Initializing a large map in header cause g++ crashes

90 Views Asked by At

I am trying to make a simple tool that requires some lookup on a fixed key-value dataset, so I try to lazily throw all data to a hashmap in the header file:

/** main.h */
#include <unordered_map>
#include <cstdint>
using namespace std;

const unordered_map<uint64_t, const char * const> test = {
    {0xDEADC0DE, "Some short text less than 50 characters"},
    // 46K rows of data
};

I haven't implemented anything yet, but just including this header file is enough to crash the compiler.

main.cpp

/** main.cpp */
#include <iostream>
#include "main.h"

int main() {
    return 0;
}

After maxing out a CPU core for 5 minutes, the g++ (cc1plus) eats up all 32GB of RAM and crashes. I know a large header could impact compiling performance but I did not expect it to exhaust resources and fail. How does it use up 32GB RAM when the size of the header file is only 1.9 MB? Could someone please help explain the problem in my case?

The version I am using is g++ (GCC) 13.2.1 20230801, with the command /usr/bin/g++ -O3 -DNDEBUG -o CMakeFiles/main.cpp.o -c /home/foo/main.cpp

Update

I also did some experiments with different sizes of map:

Element Number Build Time
10 00:00:01.043
100 00:00:01.187
1000 00:00:05.225
2000 00:00:10.200
5000 00:00:25.604
10000 00:00:52.208
20000 00:01:48.090

Update

The problem is solved by disabling compiler optimization.

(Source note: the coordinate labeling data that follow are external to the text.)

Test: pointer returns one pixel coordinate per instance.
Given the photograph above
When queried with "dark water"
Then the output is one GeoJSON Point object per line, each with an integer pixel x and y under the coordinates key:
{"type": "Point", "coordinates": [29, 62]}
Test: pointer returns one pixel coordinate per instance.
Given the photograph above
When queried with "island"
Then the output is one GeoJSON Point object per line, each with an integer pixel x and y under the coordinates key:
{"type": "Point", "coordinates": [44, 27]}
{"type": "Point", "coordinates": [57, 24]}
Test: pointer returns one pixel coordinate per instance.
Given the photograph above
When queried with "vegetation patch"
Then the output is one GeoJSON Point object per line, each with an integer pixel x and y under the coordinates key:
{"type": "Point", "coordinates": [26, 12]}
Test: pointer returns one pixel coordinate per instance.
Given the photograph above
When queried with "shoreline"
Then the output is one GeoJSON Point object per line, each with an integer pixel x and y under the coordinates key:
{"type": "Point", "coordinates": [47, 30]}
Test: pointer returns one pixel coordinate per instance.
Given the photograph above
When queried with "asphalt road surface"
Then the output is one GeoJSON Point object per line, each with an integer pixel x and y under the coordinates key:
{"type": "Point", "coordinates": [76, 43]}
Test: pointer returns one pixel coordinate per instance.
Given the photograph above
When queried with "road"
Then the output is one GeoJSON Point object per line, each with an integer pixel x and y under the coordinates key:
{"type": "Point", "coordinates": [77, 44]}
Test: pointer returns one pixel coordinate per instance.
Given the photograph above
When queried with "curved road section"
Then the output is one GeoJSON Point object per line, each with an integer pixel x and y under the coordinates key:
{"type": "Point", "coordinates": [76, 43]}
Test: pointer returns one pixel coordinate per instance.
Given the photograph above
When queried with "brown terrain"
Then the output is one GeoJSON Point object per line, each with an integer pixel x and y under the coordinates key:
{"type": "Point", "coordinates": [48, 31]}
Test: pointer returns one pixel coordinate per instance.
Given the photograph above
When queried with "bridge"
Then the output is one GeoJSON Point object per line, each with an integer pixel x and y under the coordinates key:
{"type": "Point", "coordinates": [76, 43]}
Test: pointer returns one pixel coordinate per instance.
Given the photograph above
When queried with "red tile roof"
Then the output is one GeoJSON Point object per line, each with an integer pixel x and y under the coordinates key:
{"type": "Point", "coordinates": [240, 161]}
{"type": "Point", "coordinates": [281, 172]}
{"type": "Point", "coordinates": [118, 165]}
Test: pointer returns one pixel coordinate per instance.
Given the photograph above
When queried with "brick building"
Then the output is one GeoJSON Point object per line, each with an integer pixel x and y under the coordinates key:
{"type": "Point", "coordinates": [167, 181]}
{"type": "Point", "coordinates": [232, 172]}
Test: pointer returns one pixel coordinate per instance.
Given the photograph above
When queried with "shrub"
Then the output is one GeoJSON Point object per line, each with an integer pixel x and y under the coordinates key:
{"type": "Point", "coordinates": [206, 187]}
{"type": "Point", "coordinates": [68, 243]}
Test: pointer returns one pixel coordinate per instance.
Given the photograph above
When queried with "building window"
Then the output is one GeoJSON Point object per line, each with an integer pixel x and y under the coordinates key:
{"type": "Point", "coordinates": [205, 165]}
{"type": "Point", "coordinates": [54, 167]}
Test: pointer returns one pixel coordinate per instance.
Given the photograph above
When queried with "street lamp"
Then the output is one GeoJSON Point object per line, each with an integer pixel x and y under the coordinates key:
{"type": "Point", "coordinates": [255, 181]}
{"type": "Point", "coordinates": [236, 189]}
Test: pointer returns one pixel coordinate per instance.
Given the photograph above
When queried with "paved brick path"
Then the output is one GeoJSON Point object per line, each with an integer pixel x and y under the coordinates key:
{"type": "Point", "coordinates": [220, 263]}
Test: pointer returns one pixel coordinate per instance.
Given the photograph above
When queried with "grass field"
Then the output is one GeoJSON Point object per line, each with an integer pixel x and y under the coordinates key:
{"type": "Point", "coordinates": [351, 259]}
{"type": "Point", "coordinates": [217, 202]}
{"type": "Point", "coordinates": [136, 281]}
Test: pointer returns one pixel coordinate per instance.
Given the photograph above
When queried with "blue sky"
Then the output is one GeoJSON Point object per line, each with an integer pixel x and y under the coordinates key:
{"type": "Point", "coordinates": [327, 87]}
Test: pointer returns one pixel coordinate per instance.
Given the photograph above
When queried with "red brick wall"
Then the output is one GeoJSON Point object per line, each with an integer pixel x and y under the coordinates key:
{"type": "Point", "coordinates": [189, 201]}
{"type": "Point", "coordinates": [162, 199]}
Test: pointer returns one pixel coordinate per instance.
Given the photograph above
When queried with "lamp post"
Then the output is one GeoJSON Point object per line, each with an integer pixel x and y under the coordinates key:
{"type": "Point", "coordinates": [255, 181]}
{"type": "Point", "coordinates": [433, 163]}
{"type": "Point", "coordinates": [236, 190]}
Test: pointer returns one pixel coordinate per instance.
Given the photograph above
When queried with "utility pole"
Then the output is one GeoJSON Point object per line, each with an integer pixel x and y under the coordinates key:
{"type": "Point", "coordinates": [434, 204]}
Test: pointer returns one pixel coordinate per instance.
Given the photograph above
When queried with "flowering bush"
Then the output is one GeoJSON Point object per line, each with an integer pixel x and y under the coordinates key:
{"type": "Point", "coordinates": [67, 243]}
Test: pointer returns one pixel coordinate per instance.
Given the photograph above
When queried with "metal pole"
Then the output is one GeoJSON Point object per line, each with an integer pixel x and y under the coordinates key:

I am using the VS Code CMake extension and the Release profile adds -O3 to the g++ argument. Removing this allows the project (46K rows) to be compiled in 6 seconds. The compiler must be trying hard to cast some optimization magic that unfortunately goes wrong.

1

There are 1 best solutions below

2
Chukwujiobi Canon On

The large header file is killing your performance. Don’t bully your compiler!

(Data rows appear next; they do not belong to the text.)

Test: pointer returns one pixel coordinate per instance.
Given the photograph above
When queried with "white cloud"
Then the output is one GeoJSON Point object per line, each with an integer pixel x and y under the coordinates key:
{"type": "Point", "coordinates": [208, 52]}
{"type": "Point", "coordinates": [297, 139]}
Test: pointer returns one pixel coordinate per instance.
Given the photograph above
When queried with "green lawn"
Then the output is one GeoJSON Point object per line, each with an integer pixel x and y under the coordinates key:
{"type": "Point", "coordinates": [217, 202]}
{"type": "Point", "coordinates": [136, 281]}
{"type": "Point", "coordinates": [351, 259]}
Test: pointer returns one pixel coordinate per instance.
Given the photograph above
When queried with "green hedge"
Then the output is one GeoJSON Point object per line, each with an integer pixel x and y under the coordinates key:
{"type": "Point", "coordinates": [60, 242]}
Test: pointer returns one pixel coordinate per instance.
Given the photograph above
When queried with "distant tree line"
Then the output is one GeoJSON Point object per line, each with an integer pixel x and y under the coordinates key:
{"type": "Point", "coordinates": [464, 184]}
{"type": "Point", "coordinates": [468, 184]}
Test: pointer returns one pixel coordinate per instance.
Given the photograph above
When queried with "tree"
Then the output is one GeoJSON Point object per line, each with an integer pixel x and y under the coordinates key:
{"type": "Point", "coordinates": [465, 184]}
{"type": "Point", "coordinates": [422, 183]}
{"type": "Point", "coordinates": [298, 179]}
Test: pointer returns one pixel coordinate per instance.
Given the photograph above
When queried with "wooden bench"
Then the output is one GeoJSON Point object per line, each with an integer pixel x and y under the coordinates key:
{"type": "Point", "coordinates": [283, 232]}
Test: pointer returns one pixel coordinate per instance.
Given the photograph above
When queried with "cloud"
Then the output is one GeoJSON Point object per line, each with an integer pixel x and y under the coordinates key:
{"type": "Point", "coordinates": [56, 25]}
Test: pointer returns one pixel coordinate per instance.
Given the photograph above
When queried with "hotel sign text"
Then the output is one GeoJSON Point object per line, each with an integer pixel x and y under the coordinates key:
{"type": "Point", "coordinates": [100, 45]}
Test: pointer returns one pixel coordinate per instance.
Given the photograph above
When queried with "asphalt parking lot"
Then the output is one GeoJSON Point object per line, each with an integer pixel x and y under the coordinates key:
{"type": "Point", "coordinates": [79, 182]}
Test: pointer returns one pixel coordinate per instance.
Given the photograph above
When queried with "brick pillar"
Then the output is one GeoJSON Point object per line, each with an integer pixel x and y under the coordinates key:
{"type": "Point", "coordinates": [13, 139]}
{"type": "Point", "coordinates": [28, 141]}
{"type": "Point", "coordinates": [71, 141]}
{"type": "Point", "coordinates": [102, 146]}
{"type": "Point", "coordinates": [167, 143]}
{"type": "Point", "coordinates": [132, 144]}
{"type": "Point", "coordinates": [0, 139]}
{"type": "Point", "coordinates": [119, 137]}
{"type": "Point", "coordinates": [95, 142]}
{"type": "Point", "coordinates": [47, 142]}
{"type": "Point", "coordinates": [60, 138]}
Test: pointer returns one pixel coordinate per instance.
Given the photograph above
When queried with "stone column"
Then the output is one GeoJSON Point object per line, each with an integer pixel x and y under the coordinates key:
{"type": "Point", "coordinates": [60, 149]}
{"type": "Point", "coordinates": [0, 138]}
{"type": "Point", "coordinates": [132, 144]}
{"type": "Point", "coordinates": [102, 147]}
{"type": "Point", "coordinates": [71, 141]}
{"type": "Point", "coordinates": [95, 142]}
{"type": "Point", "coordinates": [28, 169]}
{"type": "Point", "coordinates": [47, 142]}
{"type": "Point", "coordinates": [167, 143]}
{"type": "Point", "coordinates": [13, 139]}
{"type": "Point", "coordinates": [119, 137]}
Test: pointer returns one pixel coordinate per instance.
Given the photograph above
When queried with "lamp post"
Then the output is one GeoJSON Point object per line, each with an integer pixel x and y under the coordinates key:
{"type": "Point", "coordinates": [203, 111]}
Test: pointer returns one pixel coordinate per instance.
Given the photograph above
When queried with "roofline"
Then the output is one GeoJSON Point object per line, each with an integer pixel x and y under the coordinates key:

Imagine includeing <main.h> —which as you say has over forty-six thousand (46000 + 1) elements— in every source file that needs it. That would mean you duplicate the large object test everywhere you include it and your compiler is forced to preprocess the header and compile it everywhere it is included. This is bad! really bad!!

Like I mentioned in my comment, this object test should be in a translation unit, should have static storage duration and should have external linkage. This is so that it will be compiled once, will live till program termination and can be made available in other translation units by using the extern keyword to refer to it.

test.cpp

#include <unordered_map>
#include <cstdint>

const std::unordered_map<uint64_t, const char* const> test {
    {0xDEADC0DE, "Some short text less than 50 characters"},
    /* 46K rows of data */
};

main.cpp

#include <iostream>
#include <unordered_map>
#include <cstdint>

extern const std::unordered_map<uint64_t, const char* const> test;

int main() {
    std::cout << test[0xDEADC0DE] << '\n';
    return 0;
};

Anywhere you want to use test, simply declare it extern and you will be referring to the same object in static storage. This way, you will avoid copying test and also save some compilation costs.